TEN and SJS are rare but severe side-effect of drugs (medications).
The incidence of TEN is estimated at 0.4 to 1.2 cases per million person-years, while SJS is estimated at 1 to 6 cases per million person-years.
Prodromes (=early symptoms that a disease is developing or that an attack is about to occur): upper respiratory tract symptoms, fever and painful skin.
Stevens–Johnson syndrome (SJS) and toxic epidermal necrolysis (TEN, Lyell’s Syndrome) are two rare, potentially fatal, adverse cutaneous drug reactions of differing severity, characterized by skin and mucous membrane tenderness and erythema as well as extensive exfoliation.
- SJS is characterized by <10% body surface area of epidermal (skin) detachment, SJS–TEN overlap by 10–30%, and TEN by >30%
- The medications most frequently incriminated as causes of SJS and TEN are allopurinol, nonsteroidal anti-inflammatory drugs, antibiotics and anticonvulsants.
- TEN and SJS usually occur 7–21 days after initiation of the responsible drug.

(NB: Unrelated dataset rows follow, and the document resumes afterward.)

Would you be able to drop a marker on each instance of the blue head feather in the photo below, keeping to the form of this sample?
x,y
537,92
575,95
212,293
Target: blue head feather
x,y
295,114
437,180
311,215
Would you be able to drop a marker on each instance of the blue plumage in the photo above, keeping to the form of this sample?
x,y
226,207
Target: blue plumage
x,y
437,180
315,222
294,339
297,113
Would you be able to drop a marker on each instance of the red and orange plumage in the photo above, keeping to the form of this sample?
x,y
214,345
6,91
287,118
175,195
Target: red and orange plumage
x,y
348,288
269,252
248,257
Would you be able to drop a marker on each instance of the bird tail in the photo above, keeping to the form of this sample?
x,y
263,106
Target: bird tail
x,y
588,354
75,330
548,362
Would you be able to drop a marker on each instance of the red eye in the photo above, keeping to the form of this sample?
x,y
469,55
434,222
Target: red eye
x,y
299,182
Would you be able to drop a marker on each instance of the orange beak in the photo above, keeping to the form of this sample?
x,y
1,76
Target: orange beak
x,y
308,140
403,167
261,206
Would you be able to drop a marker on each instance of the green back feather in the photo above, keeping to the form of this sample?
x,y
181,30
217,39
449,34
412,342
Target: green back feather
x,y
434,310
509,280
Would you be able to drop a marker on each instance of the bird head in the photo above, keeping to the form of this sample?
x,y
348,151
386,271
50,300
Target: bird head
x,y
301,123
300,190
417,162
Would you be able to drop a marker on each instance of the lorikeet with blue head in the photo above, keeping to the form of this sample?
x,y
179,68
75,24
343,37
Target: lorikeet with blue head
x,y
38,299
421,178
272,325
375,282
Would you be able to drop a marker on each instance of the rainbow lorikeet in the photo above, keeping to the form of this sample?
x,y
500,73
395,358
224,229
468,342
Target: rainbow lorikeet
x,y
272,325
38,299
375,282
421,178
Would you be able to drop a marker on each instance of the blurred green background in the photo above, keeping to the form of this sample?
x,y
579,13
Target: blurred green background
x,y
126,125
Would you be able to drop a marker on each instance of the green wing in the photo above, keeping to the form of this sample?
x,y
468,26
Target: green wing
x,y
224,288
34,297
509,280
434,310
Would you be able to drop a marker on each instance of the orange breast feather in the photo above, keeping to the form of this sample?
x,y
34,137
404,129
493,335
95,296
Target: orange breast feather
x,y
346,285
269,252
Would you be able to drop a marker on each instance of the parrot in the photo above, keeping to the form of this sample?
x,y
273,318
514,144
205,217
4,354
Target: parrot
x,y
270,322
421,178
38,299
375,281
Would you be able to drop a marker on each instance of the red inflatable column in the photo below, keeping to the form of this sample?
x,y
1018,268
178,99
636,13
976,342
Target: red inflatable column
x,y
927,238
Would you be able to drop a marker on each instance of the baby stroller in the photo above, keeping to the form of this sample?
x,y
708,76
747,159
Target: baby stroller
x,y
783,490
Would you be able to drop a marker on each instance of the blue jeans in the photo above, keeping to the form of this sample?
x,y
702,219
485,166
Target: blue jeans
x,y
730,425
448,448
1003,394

- SJS and TEN can be fatal. The average mortality rate is 1–5% for SJS and 25–35% for TEN; it can be even higher in elderly patients and in those TEN patients with a very large surface area of epidermal detachment
- Exfoliation is due to extensive death of keratinocytes the building blocks of the skins outer compartment (epidermis). There is strong evidence that aberrant activation of the immune system by the causative drug or metabolites thereof causes the disease.
Optimal medical management of SJS and TEN requires early diagnosis, immediate discontinuation of the causative drug(s), and rapid initiation of supportive care and consideration of specific therapy.
The value of reported specific therapies to date is controversial. More evidence of efficacy is needed.